Igualmente as casernas dos militares e residências dos antigos combatentes da liberdade da pátria, são uma autêntica ameaça à vida humana, não têm mínimas condições, são tão precárias que até se confundem com pocilgas de porcos. Portanto tudo isto, constitui um crime contra a humanidade.
Nos últimos tempos o Centro de detenção da Polícia Judiciária, em Bissau, tem vindo a transformar-se num campo de batalha, de crimes contra a humanidade e de contaminação involuntária por doenças contagiosas graves, devido à falta de condições necessárias exigidas por lei e, por isso é considerado como uma ameaça à vida humana. O centro inicialmente preparado para assegurar apenas os detidos que aguardam pela instrução dos seus processos agora tem a lotação a mais. A falta de condições adequadas levou o centro a ganhar outra dimensão histórica, no capítulo dos direitos humanos (com situações intoleráveis e inexplicáveis).

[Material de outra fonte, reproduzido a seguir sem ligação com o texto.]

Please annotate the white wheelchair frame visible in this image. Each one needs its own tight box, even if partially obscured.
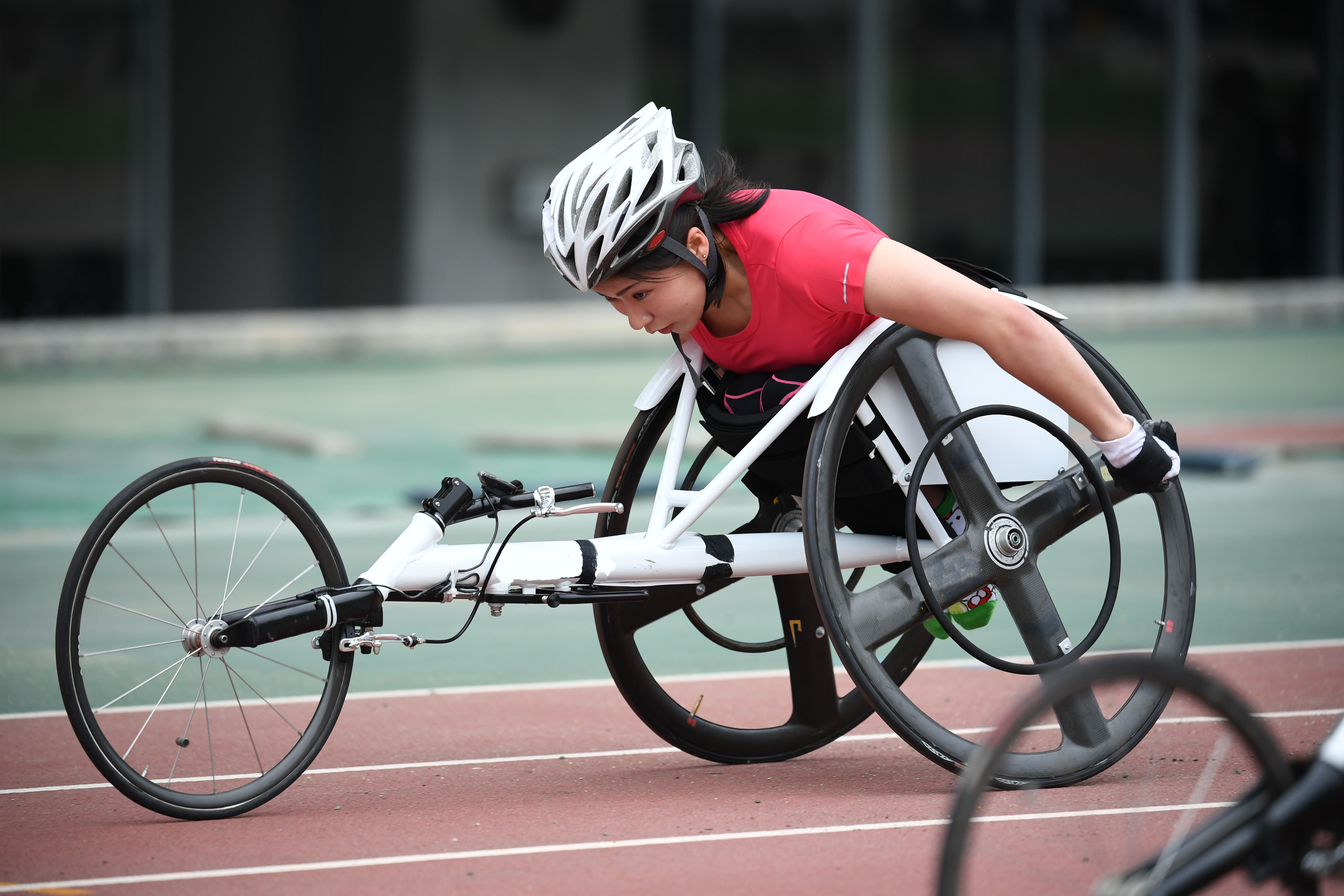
[359,297,1070,611]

As condições do centro são tão precárias que acabam por facilitar a fuga de reclusos perigosos e deixar outros em situação desumana e cheia de doenças contagiosas. Por exemplo, no passado mês de outubro, no dia 16, um grupo de 24 reclusos perigosos, alguns condenados a penas de 5 a 7 anos de prisão por crimes de assalto à mão armada a agências bancárias e postos de combustível, evadiu-se das celas em circunstâncias misteriosas e sem a mínima responsabilização dos autores que terão facilitado a fuga.
Boa parte desse grupo ainda continua a monte com consequências imprevisíveis para a sociedade indefesa. Tanto a Liga Guineense dos Direitos Humanos como outras entidades ligadas à problemática dos direitos humanos já pediram, em diversas ocasiões, o encerramento do Centro de detenção da PJ e a criação de uma nova estrutura prisional com condições adequadas para deter criminosos.

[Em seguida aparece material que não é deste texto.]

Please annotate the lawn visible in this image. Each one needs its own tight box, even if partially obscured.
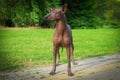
[0,29,120,71]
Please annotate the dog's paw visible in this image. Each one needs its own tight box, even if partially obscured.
[49,72,55,75]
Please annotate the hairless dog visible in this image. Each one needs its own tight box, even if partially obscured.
[45,4,76,76]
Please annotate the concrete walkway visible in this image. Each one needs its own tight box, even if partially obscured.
[0,54,120,80]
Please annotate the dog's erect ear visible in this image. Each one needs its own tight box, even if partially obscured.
[50,7,54,11]
[62,3,67,13]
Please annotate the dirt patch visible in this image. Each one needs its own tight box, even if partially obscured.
[43,63,120,80]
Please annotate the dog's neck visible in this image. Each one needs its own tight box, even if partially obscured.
[56,15,67,35]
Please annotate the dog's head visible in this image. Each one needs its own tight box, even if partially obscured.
[45,4,67,20]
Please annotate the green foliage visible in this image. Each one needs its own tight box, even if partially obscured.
[0,0,120,29]
[0,28,120,71]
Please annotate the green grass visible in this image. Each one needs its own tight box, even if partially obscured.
[0,29,120,71]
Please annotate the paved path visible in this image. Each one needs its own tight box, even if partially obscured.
[0,54,120,80]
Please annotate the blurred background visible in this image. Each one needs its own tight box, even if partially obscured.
[0,0,120,29]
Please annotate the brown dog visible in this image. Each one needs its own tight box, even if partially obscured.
[45,4,75,76]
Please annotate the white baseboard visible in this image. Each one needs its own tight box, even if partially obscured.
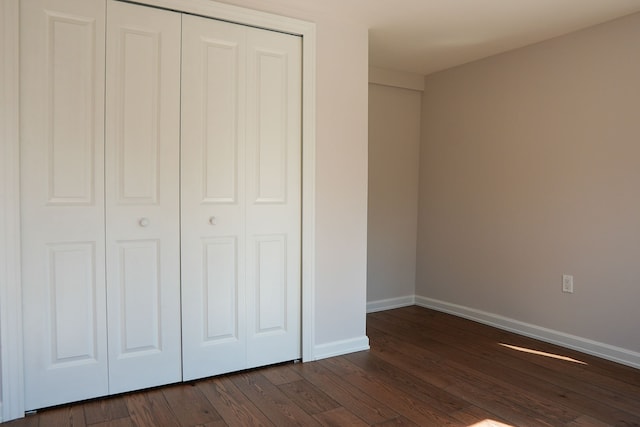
[313,335,369,360]
[415,296,640,369]
[367,295,416,313]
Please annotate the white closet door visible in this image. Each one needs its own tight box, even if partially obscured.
[105,1,182,394]
[181,15,246,380]
[181,16,301,380]
[20,0,108,410]
[245,28,302,368]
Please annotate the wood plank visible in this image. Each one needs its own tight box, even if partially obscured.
[261,363,302,385]
[125,389,180,427]
[370,310,640,423]
[197,376,274,426]
[313,407,369,427]
[320,357,457,426]
[294,363,399,425]
[162,384,222,427]
[83,396,129,425]
[231,371,320,426]
[278,379,340,415]
[2,307,640,427]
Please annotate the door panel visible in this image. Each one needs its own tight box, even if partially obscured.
[181,15,246,380]
[20,0,108,410]
[245,28,302,367]
[105,1,182,393]
[181,16,301,380]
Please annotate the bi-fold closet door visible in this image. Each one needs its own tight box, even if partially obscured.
[20,0,300,409]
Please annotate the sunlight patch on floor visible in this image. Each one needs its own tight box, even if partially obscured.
[469,419,513,427]
[500,343,588,365]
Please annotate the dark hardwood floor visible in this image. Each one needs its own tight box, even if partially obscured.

CENTRO DE DETENÇÃO DA POLÍCIA JUDICIÁRIA TRANSFORMOU-SE NUM ‘INFERNO’ PARA RECLUSOS
O Centro carece de quase tudo, razão pela qual é tido pelos reclusos como um ‘inferno’. Muitas vezes os detidos entram sãs e saem doentes. O centro não tem casas de banho em condições e nem a água potável para os reclusos e essa precariedade involuntária das celas obriga os reclusos a optarem pela “via de recurso”, consumindo a água apanhada nas casas de banho, que estão em condições desumanas, necessitando de uma reabilitação.

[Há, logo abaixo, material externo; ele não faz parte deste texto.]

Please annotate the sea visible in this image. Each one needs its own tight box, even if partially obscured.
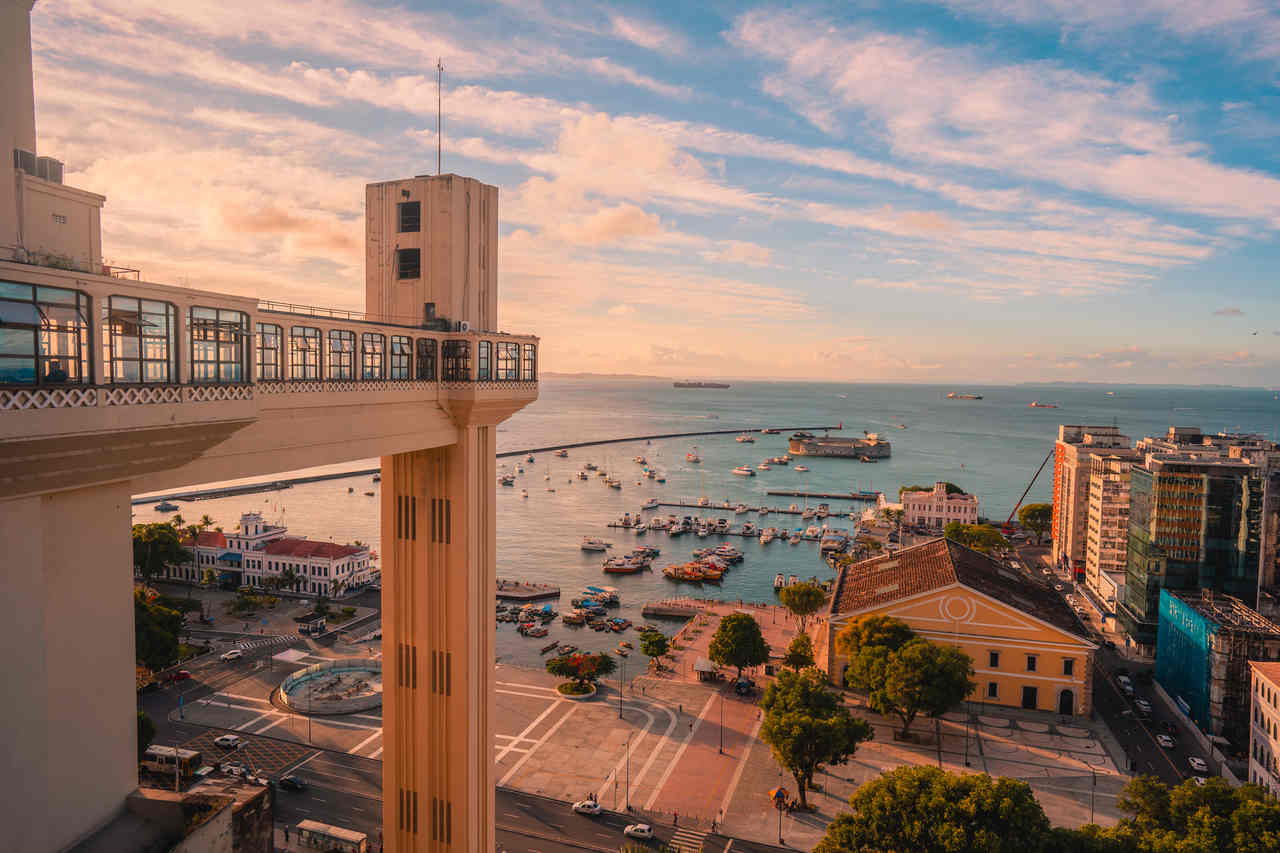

Cada dia que passa representa uma ameaça à vida humana por duas razões: a primeira, um indivíduo é preso sã e quando volta à liberdade, volta contaminado ou doente; a segunda é que pessoas perigosas, condenadas, fogem das celas em circunstâncias misteriosas e voltam às suas comunidades, perturbam a sociedade cometendo mais crimes e homicídios, como aconteceu recentemente, em Bissau.
Essa situação demostra o desespero gritante e as razões por que o fazem. É uma alternativa para escapar a secura e sobreviver em condições inadequadas. Desumano ou não, essa é a realidade para quem é detido no centro de detenção da Polícia Judiciária, em Bissau.
Essa é a verdadeira ‘telenovela’ dos reclusos que aguardam a tramitação dos seus processos, mas que pela inoperância e a morosidade da justiça guineense, acabam por se transformar em criminosos julgados e a cumprirem as penas antecipadamente, sem nunca serem presentes à justiça ou ouvidos por um juiz de instrução criminal, violando gravemente todo um conjunto de regras emanadas pelas leis internacionais sobre o tratamento de presos.
Uma situação adicional: há menores detidos na mesma cela com pessoas adultas, perigosas e acusadas de crime de sangue, disse a’O Democrata um entrevistado, que também denunciou a falta de comida, que é da responsabilidade do Estado.
O nosso entrevistado refere ainda que essa situação (a falta de comida) tem provocado, com frequência, brigas entre reclusos nas celas.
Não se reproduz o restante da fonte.